Can't Help It
“I’m tired of beef and pork and lamb.”
“Do you,” he asked, “Have frog legs, ma’am.”
"No sir," she said. "I'm old and gray
Arthritis makes me walk this way."
Paul Molyneux's easy going humor stuff.
“I’m tired of beef and pork and lamb.”
“Do you,” he asked, “Have frog legs, ma’am.”
"No sir," she said. "I'm old and gray
Arthritis makes me walk this way."
“Waiter, what is this stuff you brought to me?
I can’t tell if it’s coffee or tea.
Whatever it is, it’s foul and unclean
It tastes so ghastly—like kerosene.”
“It has to be tea,” came back the whine,
'Cause our coffee tastes like turpentine."
This is a parody that I did for Sharon Wren a few years back.
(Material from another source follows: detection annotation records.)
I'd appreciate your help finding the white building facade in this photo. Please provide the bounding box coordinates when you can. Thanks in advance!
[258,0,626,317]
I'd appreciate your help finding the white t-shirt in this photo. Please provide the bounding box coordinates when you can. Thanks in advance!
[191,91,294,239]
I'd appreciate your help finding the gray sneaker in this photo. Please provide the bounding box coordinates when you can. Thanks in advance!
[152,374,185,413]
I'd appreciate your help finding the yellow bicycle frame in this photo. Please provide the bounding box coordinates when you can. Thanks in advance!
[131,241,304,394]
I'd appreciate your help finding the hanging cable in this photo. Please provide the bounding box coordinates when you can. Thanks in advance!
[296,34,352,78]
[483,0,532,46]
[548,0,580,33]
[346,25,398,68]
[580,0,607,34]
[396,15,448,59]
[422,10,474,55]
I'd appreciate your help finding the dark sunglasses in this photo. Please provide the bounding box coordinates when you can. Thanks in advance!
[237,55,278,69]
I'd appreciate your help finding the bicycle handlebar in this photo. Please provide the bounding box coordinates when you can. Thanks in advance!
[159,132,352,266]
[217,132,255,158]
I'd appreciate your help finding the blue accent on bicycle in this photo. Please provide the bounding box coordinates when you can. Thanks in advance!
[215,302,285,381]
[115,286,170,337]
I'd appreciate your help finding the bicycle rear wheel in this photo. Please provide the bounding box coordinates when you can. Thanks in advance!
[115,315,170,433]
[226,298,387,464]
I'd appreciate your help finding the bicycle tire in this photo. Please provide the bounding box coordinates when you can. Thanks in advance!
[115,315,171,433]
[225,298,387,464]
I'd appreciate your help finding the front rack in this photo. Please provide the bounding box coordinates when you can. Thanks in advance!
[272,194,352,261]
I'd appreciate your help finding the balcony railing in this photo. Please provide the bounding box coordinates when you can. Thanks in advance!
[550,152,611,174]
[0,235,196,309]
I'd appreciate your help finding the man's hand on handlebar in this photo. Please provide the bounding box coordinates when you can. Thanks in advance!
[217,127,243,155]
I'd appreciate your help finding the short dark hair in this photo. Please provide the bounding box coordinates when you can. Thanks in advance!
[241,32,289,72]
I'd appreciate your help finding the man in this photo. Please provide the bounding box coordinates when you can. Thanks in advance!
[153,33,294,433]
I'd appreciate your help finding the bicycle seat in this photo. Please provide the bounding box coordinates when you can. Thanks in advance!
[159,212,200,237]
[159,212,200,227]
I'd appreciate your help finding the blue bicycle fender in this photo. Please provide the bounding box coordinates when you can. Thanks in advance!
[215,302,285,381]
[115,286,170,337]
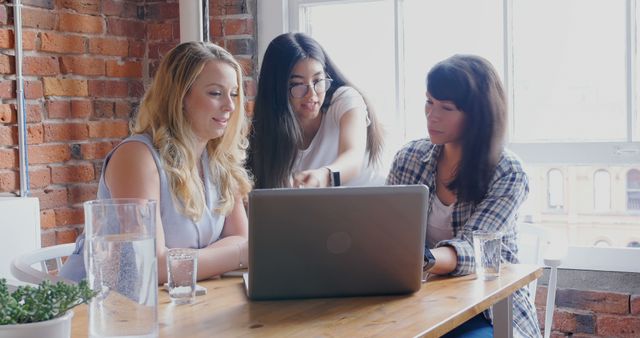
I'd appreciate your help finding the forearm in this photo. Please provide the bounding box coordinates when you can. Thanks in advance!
[198,236,248,280]
[327,149,365,182]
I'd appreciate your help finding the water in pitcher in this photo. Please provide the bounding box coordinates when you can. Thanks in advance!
[88,233,158,337]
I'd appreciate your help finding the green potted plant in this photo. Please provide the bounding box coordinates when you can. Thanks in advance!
[0,278,96,338]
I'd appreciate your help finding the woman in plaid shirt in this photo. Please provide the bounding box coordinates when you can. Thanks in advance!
[387,55,540,337]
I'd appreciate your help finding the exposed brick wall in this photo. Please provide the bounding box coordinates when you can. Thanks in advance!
[536,286,640,338]
[0,0,256,246]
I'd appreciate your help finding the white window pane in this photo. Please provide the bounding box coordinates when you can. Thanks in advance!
[547,169,564,209]
[593,170,611,212]
[403,0,504,140]
[301,0,402,163]
[513,0,627,142]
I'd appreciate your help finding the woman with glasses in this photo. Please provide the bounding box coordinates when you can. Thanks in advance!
[249,33,384,188]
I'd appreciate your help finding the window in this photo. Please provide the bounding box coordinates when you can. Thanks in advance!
[593,170,611,212]
[593,239,611,248]
[547,169,564,210]
[627,241,640,248]
[258,0,640,265]
[627,169,640,210]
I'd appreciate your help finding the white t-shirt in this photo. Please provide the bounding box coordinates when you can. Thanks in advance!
[293,86,384,186]
[426,194,453,248]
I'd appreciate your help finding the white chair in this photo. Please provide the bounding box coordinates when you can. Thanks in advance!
[518,223,562,338]
[11,243,75,284]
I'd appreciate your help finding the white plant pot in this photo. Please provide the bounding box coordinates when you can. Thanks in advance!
[0,310,73,338]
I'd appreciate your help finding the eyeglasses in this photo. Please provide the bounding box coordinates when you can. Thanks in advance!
[289,78,333,99]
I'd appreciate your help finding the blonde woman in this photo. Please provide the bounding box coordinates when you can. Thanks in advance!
[61,42,251,283]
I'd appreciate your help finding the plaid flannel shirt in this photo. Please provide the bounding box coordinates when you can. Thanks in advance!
[387,139,541,337]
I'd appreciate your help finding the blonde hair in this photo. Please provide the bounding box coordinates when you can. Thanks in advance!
[131,42,251,221]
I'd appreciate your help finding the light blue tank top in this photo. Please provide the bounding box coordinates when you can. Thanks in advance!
[60,134,225,281]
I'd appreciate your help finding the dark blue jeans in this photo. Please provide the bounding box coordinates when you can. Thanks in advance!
[442,313,493,338]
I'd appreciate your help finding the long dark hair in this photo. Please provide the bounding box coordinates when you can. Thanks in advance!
[427,55,507,202]
[248,33,382,188]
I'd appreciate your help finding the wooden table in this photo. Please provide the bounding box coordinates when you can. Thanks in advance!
[72,264,542,338]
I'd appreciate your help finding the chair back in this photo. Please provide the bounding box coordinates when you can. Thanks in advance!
[11,243,75,284]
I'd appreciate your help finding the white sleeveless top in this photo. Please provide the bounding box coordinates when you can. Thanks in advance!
[426,194,455,248]
[293,86,385,186]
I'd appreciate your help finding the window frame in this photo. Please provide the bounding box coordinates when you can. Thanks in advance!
[257,0,640,272]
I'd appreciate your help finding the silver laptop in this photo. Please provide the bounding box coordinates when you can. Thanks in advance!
[244,185,429,300]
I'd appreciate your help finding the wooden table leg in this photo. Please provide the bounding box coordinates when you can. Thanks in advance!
[493,295,513,338]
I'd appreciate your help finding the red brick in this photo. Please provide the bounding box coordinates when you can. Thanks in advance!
[556,289,630,314]
[89,38,129,56]
[89,120,129,138]
[149,42,176,59]
[55,208,84,226]
[58,0,100,14]
[44,123,89,142]
[42,77,89,96]
[0,29,14,49]
[0,124,43,146]
[0,170,20,192]
[631,295,640,315]
[107,17,145,39]
[56,229,78,244]
[102,0,142,19]
[40,230,56,248]
[40,209,56,229]
[29,167,51,189]
[69,183,98,204]
[23,56,60,75]
[40,32,85,54]
[93,101,114,118]
[80,142,114,160]
[60,56,104,76]
[88,80,129,98]
[115,101,131,119]
[0,5,9,25]
[27,102,42,123]
[0,148,18,169]
[45,100,71,119]
[21,0,55,9]
[596,315,640,338]
[60,13,104,34]
[236,57,254,76]
[22,31,38,50]
[224,19,254,36]
[51,163,95,184]
[24,81,44,100]
[147,23,173,40]
[129,80,144,98]
[71,100,93,118]
[106,60,142,78]
[28,144,71,164]
[27,123,44,144]
[129,41,146,58]
[22,7,57,30]
[0,104,13,124]
[0,80,16,99]
[32,188,67,210]
[0,54,16,74]
[225,39,254,55]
She lives in the Mississippi.
Nouveau Riche
I'm taking Elizabeth over the sea
To sit while her portrait's painted.
I've looked at the work of the U.S. debris
And all of their work seems tainted.
Lizzie's so beautiful. Don't you agree?
I'll avoid some artistic disasters.
We'll travel to Italy where we can hire
One of those grand "old masters."
Supply and Demand
Paul Molyneux
If the bills are caught up and you don’t need new clothes,
The stores fill with clearance and “outs” that will close.
But when washers break down or the fridge simply dies,
The clearance aisle’s nothing but cobwebs and flies.
Oh yes, when you’re traveling for business or sport
You can count on lost luggage at “Ye Olde Airport.”
A Walmart or K-Mart would surely be nice
But the local shops all demand full retail price.
When the paycheck is stretched and the kids need new shoes,
When your tires all go flat as the seat on church pews,
Just where are the sales that abounded last week?
And where are the discounts of which many speak?
There is a conspiracy spread far and wide
So your need and good prices just won’t coincide.
Yes, we all know the story—we know how it feels—
When one really needs bargains, there aren’t any deals.